Configuring the NIM#

The following environment variables can be used to configure the NIM at runtime:

ENV

Required

Default

Notes

NGC_API_KEY

Yes

Your NGC API key for model access.

NIM_HTTP_API_PORT

No

8000

The port for the HTTP API server.

USE_CUDA_IPC

No

Auto-detected

Enables CUDA IPC for inter-process communication. If not explicitly set, this value will be auto-detected.

  • 0: Disabled

  • 1: Enabled

ENABLE_CUDA_MPS

No

0

Allows CUDA to use the multi process server. On some systems and configurations, this can produce increased performance. Values

  • 0: Disabled

  • 1: Enabled

NIM_ENABLE_OTEL

No

True

Enables OpenTelemetry.

CUDA_VISIBLE_DEVICES

No

All

A comma-separated list of GPU IDs to use

NIM_CACHE_PATH

No

/opt/nim/.cache

The default location in the NIM to use for caching.

NIM_LOG_LEVEL

No

DEFAULT

Controls NIM logging verbosity. Supported levels are [‘DEFAULT’, ‘DEBUG’, ‘INFO’, ‘WARNING’, ‘ERROR’, ‘CRITICAL’, ‘TRACE’]

NIM_TRITON_LOG_VERBOSE

No

0

Controls logging verbosity of the Triton server component. Supported values are [0,1,2,3,4,5], with 0 being the least verbose and 5 being the most verbose option.

Additional Runtime Variables:

  • –tmpfs /tmp/ram,rw,size=2g: Can be used to configure /tmp/ram to use host memory space for potential speed up on some systems.

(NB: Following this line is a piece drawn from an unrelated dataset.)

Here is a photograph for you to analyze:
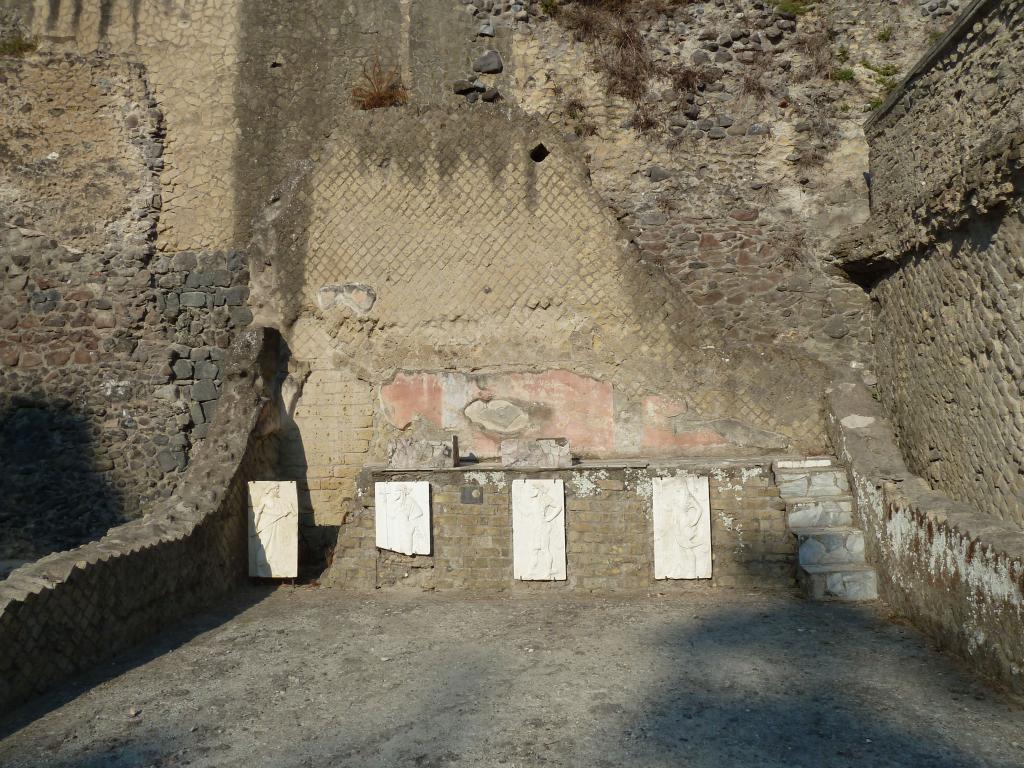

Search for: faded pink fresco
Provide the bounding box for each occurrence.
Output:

Host caching via LOCAL_NIM_CACHE#

To persist model downloads across container restarts and align with other NIMs, bind mount a host cache directory using LOCAL_NIM_CACHE (see Quickstart for example commands). The directory you mount on the host becomes the in-container /opt/nim/.cache path, which is also the value of NIM_CACHE_PATH.

Notes on input resolution and variants#

The current release exposes the model as cosmos-embed1 and bundles the 224p variant, which produces 256‑dimensional embeddings. Input videos using supported codecs and sizes are automatically resized by the NIM. Variant selection is not configurable in this release.